Change is a funny thing. Either it takes place all of a sudden like it did with the collapse of the Soviet Union or the ouster of Egypt’s Hosni Mubarak, or it is a long, drawn out process that takes years to culminate. For the Palestinians, the latter is the obvious case.
The Palestinian struggle for independence from Israeli rule is decades old and has taken many shapes and forms. Through it all, Israel’s image as a democracy and free society has managed to remain intact, despite its continued occupation of Palestine and its refusal to recognize the refugee problem which it created.
While this image is still largely unharmed, cracks in its surface are beginning to show, which inversely means the quest for Palestinian statehood may be drawing nearer. Israel, in fact, is a democracy, at least for its Jewish population. However, more and more of the world is beginning to realize that a true democracy cannot also be an occupying power through which it subjugates an entire nation and deprives it of even the most basic human rights, freedom and dignity in particular.
Israel’s image has been unchallenged for years. The idea that Israel –” the so-called biblical homeland for the Jews –” could be anything but a safe haven for all those who lived there, was unacceptable. Today, as Palestinians make more noise and assert themselves as a nation deserving of freedom, Israel’s perfect image is showing signs of distress. And the best way to gauge that level of distress is to monitor Israel’s reactions to events that reflect this new reality.
Take for example Israel’s recent passing of the Boycott Law, which stipulates that anyone who boycotts Israel or even Israeli settlements can be penalized and taken to court by the target of the boycott. There is nothing democratic about banning a boycott, long recognized as a civilized, nonviolent means of protest. Many Israelis realize this and are protesting the boycott, not necessarily on the grounds of the settlements’ illegality but for the democratic preservation of Israel’s character.
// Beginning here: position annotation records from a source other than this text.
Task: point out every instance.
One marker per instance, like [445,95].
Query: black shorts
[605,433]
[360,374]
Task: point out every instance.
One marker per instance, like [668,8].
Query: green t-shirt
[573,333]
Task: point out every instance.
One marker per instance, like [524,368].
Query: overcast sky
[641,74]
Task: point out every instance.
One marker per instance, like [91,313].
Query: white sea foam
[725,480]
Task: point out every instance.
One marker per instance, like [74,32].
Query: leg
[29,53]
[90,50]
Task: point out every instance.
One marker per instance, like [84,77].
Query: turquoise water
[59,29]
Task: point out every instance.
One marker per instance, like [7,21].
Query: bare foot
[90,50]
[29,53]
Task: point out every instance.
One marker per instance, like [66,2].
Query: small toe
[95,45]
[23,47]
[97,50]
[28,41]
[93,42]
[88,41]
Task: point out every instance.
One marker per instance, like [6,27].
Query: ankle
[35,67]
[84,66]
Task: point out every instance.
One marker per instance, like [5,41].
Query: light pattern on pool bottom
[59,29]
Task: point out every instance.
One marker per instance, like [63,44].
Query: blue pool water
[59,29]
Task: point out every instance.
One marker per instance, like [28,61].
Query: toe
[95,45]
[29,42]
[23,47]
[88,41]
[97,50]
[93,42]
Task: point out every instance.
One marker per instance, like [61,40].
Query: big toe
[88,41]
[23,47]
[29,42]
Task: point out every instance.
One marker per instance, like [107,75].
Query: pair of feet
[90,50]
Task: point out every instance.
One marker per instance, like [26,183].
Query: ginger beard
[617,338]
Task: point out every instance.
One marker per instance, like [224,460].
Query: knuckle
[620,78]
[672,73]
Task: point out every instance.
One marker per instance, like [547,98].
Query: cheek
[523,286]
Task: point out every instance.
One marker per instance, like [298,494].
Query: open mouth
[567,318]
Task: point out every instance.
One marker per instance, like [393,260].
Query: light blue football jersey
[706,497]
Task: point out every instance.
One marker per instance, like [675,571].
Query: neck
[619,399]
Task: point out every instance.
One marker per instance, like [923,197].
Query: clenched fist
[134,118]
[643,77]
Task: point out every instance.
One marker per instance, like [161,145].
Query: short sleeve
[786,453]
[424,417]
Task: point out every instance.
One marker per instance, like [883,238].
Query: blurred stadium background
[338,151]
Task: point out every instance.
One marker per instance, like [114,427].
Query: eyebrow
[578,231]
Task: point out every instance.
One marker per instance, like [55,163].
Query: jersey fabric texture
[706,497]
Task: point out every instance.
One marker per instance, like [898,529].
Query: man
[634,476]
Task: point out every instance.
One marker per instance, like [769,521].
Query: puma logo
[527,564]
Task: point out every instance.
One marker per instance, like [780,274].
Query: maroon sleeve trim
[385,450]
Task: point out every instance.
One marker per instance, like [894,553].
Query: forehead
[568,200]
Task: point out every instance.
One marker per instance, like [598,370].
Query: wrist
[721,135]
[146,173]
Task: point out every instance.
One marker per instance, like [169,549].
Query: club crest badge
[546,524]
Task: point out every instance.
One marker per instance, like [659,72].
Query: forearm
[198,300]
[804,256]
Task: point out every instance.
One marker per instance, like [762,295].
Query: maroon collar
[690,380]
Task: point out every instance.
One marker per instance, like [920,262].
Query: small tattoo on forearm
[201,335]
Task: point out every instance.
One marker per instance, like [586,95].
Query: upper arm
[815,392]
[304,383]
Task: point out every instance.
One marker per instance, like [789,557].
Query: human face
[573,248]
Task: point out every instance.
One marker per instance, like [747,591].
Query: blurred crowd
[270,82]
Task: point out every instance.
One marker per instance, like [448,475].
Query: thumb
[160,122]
Even the United States, Israel’s most loyal “blind eye” advocate, found the boycott law difficult to swallow.
"Freedom of expression, including freedom to peacefully organize and protest, is a basic right under democracy," a State Department official said on July 12. "It is a right that the American people hold dear and it is among the democratic values that the Israeli and American people have long shared." In other words, take the hint, Israel. This is not cool with America.
The Jerusalem march, which took place on July 15, is another example that things may be falling apart for Israel’s rightist government. Thousands of mostly Israelis took to the streets of the city waving Palestinian flags and calling for an independent Palestinian state. For Palestinians, the mere sight of the Palestinian flag raised in Jerusalem is enough to make the heart dance since Israeli authorities have long outlawed it in the occupied city.
A few handfuls of left-wing Israelis go to Sheikh Jarrah every week to protest the takeover of Palestinian houses by Jewish settlers but the sheer number that took to the streets last Friday was incredible and a reflection of the gradual shift in mainstream Israeli thinking. Not many are happy with the way Israeli Prime Minister Benjamin Netanyahu is conducting state affairs, saying his policies are counterproductive to Israel irrespective of their ramifications on the Palestinians.
Then there was the Freedom Flotilla and later the “Flytilla” into Ben Gurion Airport, which Israel squashed with an iron hand. Israel’s overreaction was so exaggerated, it most likely helped the campaign rather than harmed it. It also showed Israel’s true “democratic” colors once again. The peace activists simply declared their intention to visit Palestine if and when they were asked by the airport’s border control officers. In response, Israel called them “provocateurs” and “hooligans” trying to undermine the sovereignty of the state. The activists were either deported or not allowed to board in Europe. And thanks to social media, cameras, televisions and the internet, the world knows all about it and is gradually questioning the legitimacy of so many of Israel’s bogus claims regarding Palestinians.
This will all come together in September. With the cracks in Israel’s façade growing wider by the day, only time will tell whether it will be enough for the world to come together to support Palestinian statehood. The United States has strongly hinted it would boycott any resolution calling for the recognition of Palestine along the 1967 borders. This “indefensible” position is not necessarily because of the United States’ lack of endorsement of a Palestinian state so much as it is its usual indiscriminate support for Israel. However, if Israel continues to prove its intransigence in both the peace process and even in terms of these “shared values” of democracy, come September, the US just may have a change of heart.